По символическому стечению обстоятельств через два дня после того, как Старый Фриц наконец–то обрёл покой (очевидно, в последний раз), советские сторонники жёсткого курса предприняли неудачную попытку свержения Михаила Горбачёва и его правительства. Хотя путч потерпел фиаско, он засвидетельствовал смертельную болезнь Советского Союза. К концу года президент России Борис Ельцин отодвинул Горбачёва в сторону и объявил о кончине некогда могущественного СССР. Внезапный коллапс державы, после которого на её территории осталось 15 независимых государств, привёл к огромному вакууму власти на континенте. Вакууму, который суждено было заполнить объединённой Германии — благодаря её центральному положению на континенте и экономической мощи. Более не стеснённая границами Атлантического блока, Германия должна была вновь стать верховным судьёй в Mitteleuropa (Центральной Европе). Эта геополитическая структура была в спячке, пока Федеративная Республика в годы «холодной войны» являлась пограничным государством. Региональная гегемония Германии, произошло это сознательно или нет, стала свершившимся фактом. «Центральная Европа вновь будет сильно пахнуть Германией, — заметил отставной сотрудник Госдепартамента Дуглас Джонс. — Эта страна, пусть даже непреднамеренно, может стать серьёзным дестабилизирующим фактором»[636]
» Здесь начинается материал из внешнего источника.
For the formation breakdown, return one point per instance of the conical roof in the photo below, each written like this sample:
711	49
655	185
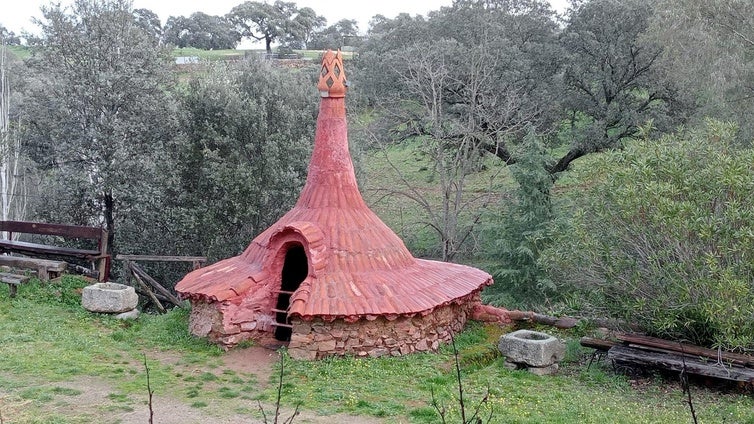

.Некоторые эксперты американской разведки ощущали наследственную тягу Германии к экспансионизму, полагая, что судьба страны определяется её географическим положением. На основании подобного тезиса один из аналитиков ЦРУ предсказал, что к концу века Германия не сможет удержаться, чтобы не порвать швартовы, связывающие её с Западом, и не отправиться в новую серию авантюр в духе Бисмарка. В прошлом германский «Drang nach Osten» — натиск на Восток — осуществлялся с помощью военной силы. Однако среди немецких националистов ранней постсоветской эпохи преобладала уверенность, что задачу, оказавшуюся в своё время не по плечу вермахту, выполнит германская марка. В силу высокой стоимости объединения Германия инвестировала средства в этот процесс не безоглядно, а руководствуясь стратегическими соображениями. Внимание было сосредоточено на ключевых областях: поставка энергоресурсов, транспорт, телекоммуникации и средства массовой информации. Германские экономические завоевания трансформировались в необходимость более масштабного политического влияния. Хозяйские замашки проявились и в требовании Германии предоставить ей место в Совете Безопасности ООН, и в настойчивых попытках сделать немецкий язык одним из официальных языков ЕС[637]
.Вновь обретённая напористость Германии проявилась и в военной области. Якобы отреагировав на события на территории бывшей Югославии, германский Конституционный суд в июле 1994 года принял решение, что немецкие вооружённые силы могут принимать участие в военных операциях и помимо НАТО. «Это решение предоставило Германии свободу действий на внешнеполитической арене. Тормоза, сдерживавшего нас, больше нет», — заявил министр иностранных дел Клаус Кинкель, ранее возглавлявший западногерманскую спецслужбу BND. Хотя немецкие официальные лица публично заверили в том, что их страна не будет придерживаться интервенционистской или милитаристской внешней политики, министр обороны Фолькер Рюэ заявил в опубликованной в 1994 году «Белой книге», что отныне немецкая армия будет служить «инструментом внешней политики»[638]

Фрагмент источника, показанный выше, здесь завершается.